The metal man ignored him and took a sip. Intense was somewhat of an understatement; having a localised thunderstorm in your mouth was a more suitable description, even though Ryder didn’t cough it all over the table. His throat burned as he swallowed, but then the dust-cask settled in his stomach, radiating a warm feeling throughout his body.  
“That’s not that bad, but holy shit, was that a drink and a half!”  
“Fire extinguisher, sir?” Drayton said in a sarcastic, mock-waiter tone.  
“I’m good, thanks.”  
The bartender was surprised; most experienced drinkers splutter their way through a dust-cask, but this guy was taking it like a champ. The metal giant slugged the rest without a cough, and opened his mouth. Barely a wheeze came out.  
After a solid minute of hacking, he finally croaked out “That’s some strong stuff!”  
“Aye, and you can’t say I didn’t warn you.” chuckled Drayton, failing miserably to suppress a smile. He finally stopped trying to hide it and simply stood cackling. “You really can hold your drink though, man. That stuff’s left proper drinkers retching for the rest of the night and you just chugged it!”  
The first regulars were starting to filter in, a trickle of fairly well-off teenagers, barely able to drink, and finding this as a place to escape the hated parents. They looked to the bar with bemusement, and wondered over, then raised their eyes at the unusual group and promptly turned an about face and sat in one of the alcoves in the dance cavern instead. The team were happily chatting, and all had more drinks. Solitaire had more tonic, Ryder switched to a whiskey without dust, and with a name he couldn’t pronounce. Luna finished her cocktail and immediately ordered a copious amount of pink gin and lemonade; Kat simply asked for another mojito.

***

By ten in the evening, the team were starting to slur their words, apart from Ryder, who seemed to have a strange resistance to alcohol, and Solitaire, who just drank tonic the entire evening. However, dinner had finally been arranged; Luna had finally decided on her meal, and the cook, nicknamed “Frypan” apparently, had finally finished cooking, and an immaculately dressed waiter carried the steaming meals to the table. They were eagerly anticipated, and burnt tongues were endured by the whole table. Solitaire sat with her back to Drayton and the other patrons, and had removed her mask.
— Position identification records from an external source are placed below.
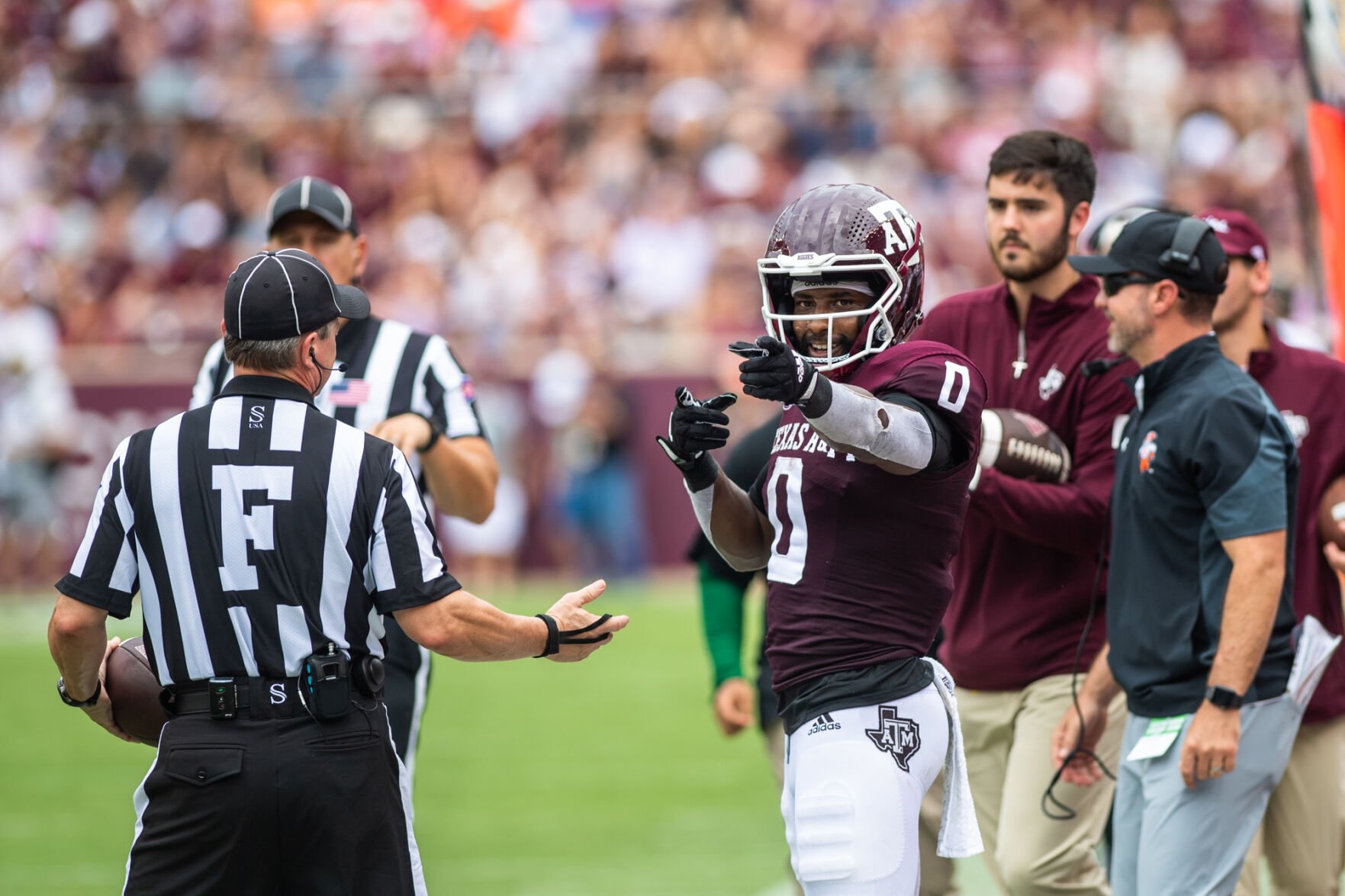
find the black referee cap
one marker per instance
(320, 197)
(276, 295)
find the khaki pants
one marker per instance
(1304, 832)
(1008, 741)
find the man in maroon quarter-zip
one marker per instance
(1025, 573)
(1304, 832)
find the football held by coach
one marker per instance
(268, 544)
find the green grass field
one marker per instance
(606, 778)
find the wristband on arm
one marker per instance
(435, 433)
(555, 637)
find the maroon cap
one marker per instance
(1237, 233)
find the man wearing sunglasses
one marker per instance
(1200, 607)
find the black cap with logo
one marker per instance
(276, 295)
(317, 197)
(1163, 246)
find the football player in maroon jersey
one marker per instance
(856, 519)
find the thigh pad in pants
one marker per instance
(851, 808)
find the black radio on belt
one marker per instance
(224, 697)
(324, 684)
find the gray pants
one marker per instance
(1173, 841)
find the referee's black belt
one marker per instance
(237, 697)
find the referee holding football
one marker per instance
(268, 544)
(400, 385)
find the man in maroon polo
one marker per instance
(1025, 573)
(1304, 830)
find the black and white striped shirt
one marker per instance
(256, 531)
(391, 371)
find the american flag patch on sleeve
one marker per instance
(349, 393)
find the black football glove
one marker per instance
(696, 427)
(777, 371)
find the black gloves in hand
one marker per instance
(775, 371)
(696, 427)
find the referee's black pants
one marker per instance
(407, 685)
(275, 808)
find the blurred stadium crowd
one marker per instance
(573, 191)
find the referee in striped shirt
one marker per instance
(398, 384)
(269, 542)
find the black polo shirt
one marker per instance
(1205, 458)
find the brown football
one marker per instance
(134, 690)
(1331, 514)
(1022, 447)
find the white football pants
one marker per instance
(853, 783)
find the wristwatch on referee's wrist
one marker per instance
(435, 433)
(82, 704)
(1223, 697)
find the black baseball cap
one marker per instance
(319, 197)
(1152, 245)
(276, 295)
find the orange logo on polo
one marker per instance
(1147, 450)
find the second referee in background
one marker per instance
(268, 544)
(400, 385)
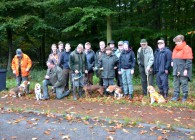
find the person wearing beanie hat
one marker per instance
(118, 53)
(21, 64)
(145, 60)
(111, 44)
(162, 64)
(126, 68)
(108, 64)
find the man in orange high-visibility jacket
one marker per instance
(21, 64)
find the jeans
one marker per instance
(144, 80)
(127, 81)
(60, 92)
(162, 82)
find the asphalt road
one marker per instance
(29, 126)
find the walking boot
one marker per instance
(74, 94)
(80, 92)
(175, 97)
(185, 96)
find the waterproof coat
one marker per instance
(108, 62)
(56, 76)
(162, 60)
(127, 60)
(90, 60)
(148, 57)
(78, 61)
(26, 63)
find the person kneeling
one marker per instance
(55, 78)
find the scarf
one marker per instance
(182, 51)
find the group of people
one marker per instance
(109, 63)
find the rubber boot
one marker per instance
(165, 94)
(80, 92)
(74, 94)
(185, 96)
(175, 97)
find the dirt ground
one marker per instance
(169, 116)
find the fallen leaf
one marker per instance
(66, 137)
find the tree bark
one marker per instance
(10, 47)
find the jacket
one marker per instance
(78, 61)
(90, 60)
(64, 60)
(25, 63)
(56, 76)
(108, 63)
(127, 60)
(148, 57)
(162, 60)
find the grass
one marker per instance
(37, 76)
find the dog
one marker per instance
(20, 90)
(37, 90)
(93, 88)
(118, 93)
(155, 96)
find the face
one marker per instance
(80, 48)
(126, 47)
(102, 45)
(87, 47)
(111, 46)
(108, 52)
(144, 45)
(120, 47)
(178, 42)
(67, 47)
(61, 46)
(54, 48)
(161, 44)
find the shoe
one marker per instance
(130, 96)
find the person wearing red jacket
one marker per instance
(21, 64)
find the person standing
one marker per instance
(54, 54)
(99, 54)
(64, 62)
(118, 53)
(90, 54)
(162, 64)
(145, 60)
(126, 68)
(55, 78)
(21, 64)
(182, 67)
(108, 63)
(78, 65)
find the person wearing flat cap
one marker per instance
(145, 60)
(21, 64)
(108, 64)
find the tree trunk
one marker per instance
(109, 30)
(10, 47)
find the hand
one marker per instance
(132, 72)
(148, 69)
(76, 71)
(14, 72)
(185, 73)
(46, 77)
(171, 64)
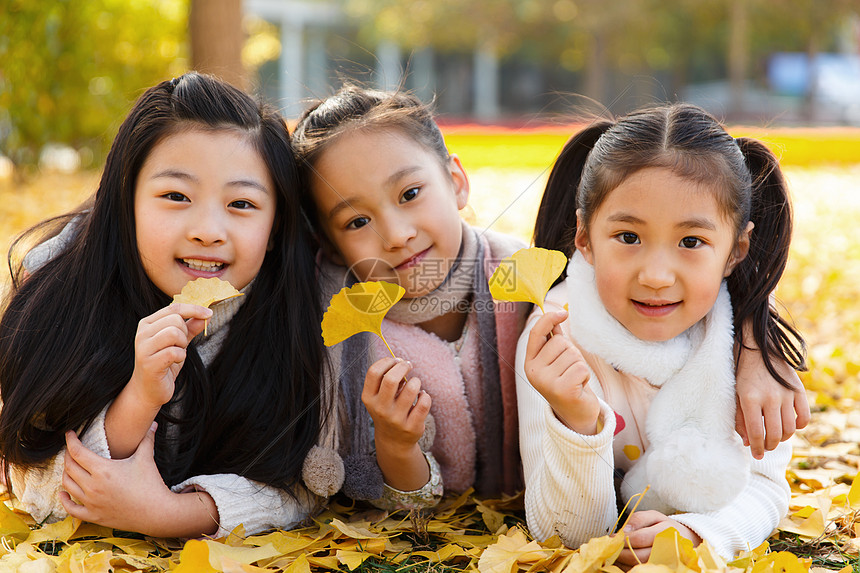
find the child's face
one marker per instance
(390, 208)
(660, 246)
(204, 205)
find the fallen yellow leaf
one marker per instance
(854, 493)
(673, 550)
(12, 525)
(300, 565)
(59, 531)
(242, 555)
(510, 549)
(353, 559)
(595, 554)
(359, 308)
(354, 531)
(194, 558)
(527, 275)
Underneath was a kindly face, hardened by unspeakable trauma, with two gleaming jade eyes set in her face. Her hair, though predominantly black, showed a glimmer of red from the roots if the light caught it in the right place. She bolted her food whilst trying and failing to keep at least a tad of sophistication, and hastily replaced her mask. She always ate like this, and the team assumed it was simply some self-consciousness problem. Well, most of them. Ryder knew something, but he refused to tell anyone what it was. He was sometimes like that. As it was, it was time for a toast. Ryder was wracking his brain for something to drink to when Luna just burst out “To a fuck-up, of mishi - fuck - of mission-critical proportions!”  
Everyone laughed, and Ryder remarked “Fuck it, I’ll drink to that!”  
Everyone else tucked in, Kat and Luna getting more of their food around their mouths than in it, realising and quickly wiping their faces to make sure it didn’t look like they were completely shitfaced. Yet. Ryder was still coherent, and ate his meal - steak with chips and veg - looking at the hammered twins and thinking “I really wish I didn’t have to share a room with these two tonight.”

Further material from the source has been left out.